Working off a fairly limited statistical understanding, so apologies in advance if this question is ludicrously basic. This has to have happened to other people who have successfully solved this issue, but searching for what I think are relevant terms is getting me things like "Karlin's Conjecture for Random Replacement Sampling Plans," and I'm starting to panic.

Attempting to contact 1000 people for a survey. Plan was to get a list of the target population, draw a random sample of 1000, then contact those people. Problem was that the original list contained people who weren't actually part of the population, so our random sample of 1000 only contained around 650 people we could actually contact. For time & budgetary reasons, filtering the entire original list so it only contains our target population is impossible.

How do we fix this? One option is to take a second random sample of 1000, filter for the people who actually are in our target population, then contact everyone who fits the bill (guessing around 1300 total from both samples?).

Another option is to take a second random sample of 1000, filter for the people who actually are in our target population, take the resulting list of 1300 and randomly contact 1000 of them.
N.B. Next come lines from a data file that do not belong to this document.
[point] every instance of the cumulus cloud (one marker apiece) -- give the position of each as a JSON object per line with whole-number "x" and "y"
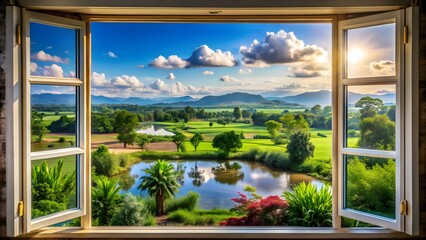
{"x": 111, "y": 54}
{"x": 45, "y": 57}
{"x": 125, "y": 81}
{"x": 244, "y": 71}
{"x": 202, "y": 56}
{"x": 53, "y": 71}
{"x": 171, "y": 76}
{"x": 385, "y": 67}
{"x": 172, "y": 61}
{"x": 208, "y": 72}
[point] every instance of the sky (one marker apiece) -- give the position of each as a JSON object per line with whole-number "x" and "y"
{"x": 151, "y": 60}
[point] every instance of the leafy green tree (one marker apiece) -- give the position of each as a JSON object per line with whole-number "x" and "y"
{"x": 50, "y": 189}
{"x": 377, "y": 132}
{"x": 300, "y": 148}
{"x": 369, "y": 106}
{"x": 196, "y": 140}
{"x": 142, "y": 140}
{"x": 179, "y": 139}
{"x": 125, "y": 124}
{"x": 160, "y": 181}
{"x": 227, "y": 142}
{"x": 38, "y": 129}
{"x": 237, "y": 113}
{"x": 105, "y": 199}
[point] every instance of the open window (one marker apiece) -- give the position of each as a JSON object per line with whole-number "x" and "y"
{"x": 52, "y": 192}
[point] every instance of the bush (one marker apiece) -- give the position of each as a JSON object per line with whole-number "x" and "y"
{"x": 132, "y": 212}
{"x": 309, "y": 206}
{"x": 188, "y": 202}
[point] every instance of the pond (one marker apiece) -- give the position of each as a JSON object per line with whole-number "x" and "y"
{"x": 216, "y": 190}
{"x": 154, "y": 130}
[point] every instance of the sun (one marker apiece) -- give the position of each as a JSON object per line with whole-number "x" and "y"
{"x": 354, "y": 55}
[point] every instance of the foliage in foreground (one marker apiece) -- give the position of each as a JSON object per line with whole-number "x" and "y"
{"x": 309, "y": 206}
{"x": 50, "y": 189}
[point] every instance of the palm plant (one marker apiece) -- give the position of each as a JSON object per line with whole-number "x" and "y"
{"x": 160, "y": 181}
{"x": 105, "y": 199}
A third option is to throw the original sample back in to the list, take a larger initial random sample (1500-2000 people?), and contact everyone from that sample who meets our criteria. For time and sanity reasons we'd like to avoid this if possible.

All of these feel somehow "off" to me, given my incredibly basic statistical education. So, gurus: what am I missing? Is there a fourth option that makes more sense? Will our results be statistically valid given any of the above approaches? And does this affect our analysis in any way?


2 Answers 2


This is a very common situation, and usually one just plans for a larger initial sample size, so that once ineligible subjects are thrown out, the desired sample size is reached. In your case it appears that ~65% of the original list qualifies. So to get 350 more qualifying subjects you need to draw a random sample of about 540. In fact, depending on how you do the filtering, you could keep drawing additional random samples of size 1 until you get the required number of qualifying subjects.

  • 1
    $\begingroup$ +1 It's a straightforward sampling problem and this is a straightforward solution. $\endgroup$
    – Cyrus S
    Commented Dec 16, 2010 at 2:36

I hate answering a question with a list of questions, but I hope thinking about some of these issues will give you some insight as to the best way to proceed. The first two questions are mainly for clarification as it wasn't clear from reading your question:

  1. Have you already obtained a list of 1000 people?
  2. Have you already collected 650 samples?
  3. If you have already collected your survey data, did all 650 people who qualify for your survey actually complete it? Even if they qualify, I have to imagine some # of those people will not complete your survey for a variety of reasons. You'll need to account for some additional attrition to reach your goal of n = 1000.
  4. What are the costs associated with obtaining a larger list?
  5. Are the costs of collecting the data sufficiently high enough to dissuade you from obtaining "extra" sample above you target of n = 1000?
  6. Do you really need n = 1000? What are the negative effects of n = 900? n = 700?
  7. Are there high start up costs to collecting the data in phases?
  8. How is your survey administered? Can you build in the filtering system into the survey? i.e. "If answer to question 1 == yes, then terminate"?
  9. Does your survey contain any temporal elements that may introduce bias if you conduct the survey in two/three/four phases? i.e. are people going to respond or behave differently if they answer the survey in December vis a vis March?

Without knowing more of the specifics of your survey and the population in question, the most straight forward approach in my opinion would be to obtain a random sample that is sufficiently large enough to account for the people who won't qualify and those who won't take your survey. This sounds like option three that you described above. If you already have n = 650, then I would recommend obtaining a list large enough to collect the remaining 350 samples. Does your survey contain demographic data or other benchmarks that you can use to compare across groups (waves of data collection) to see if you have introduced any bias into your data?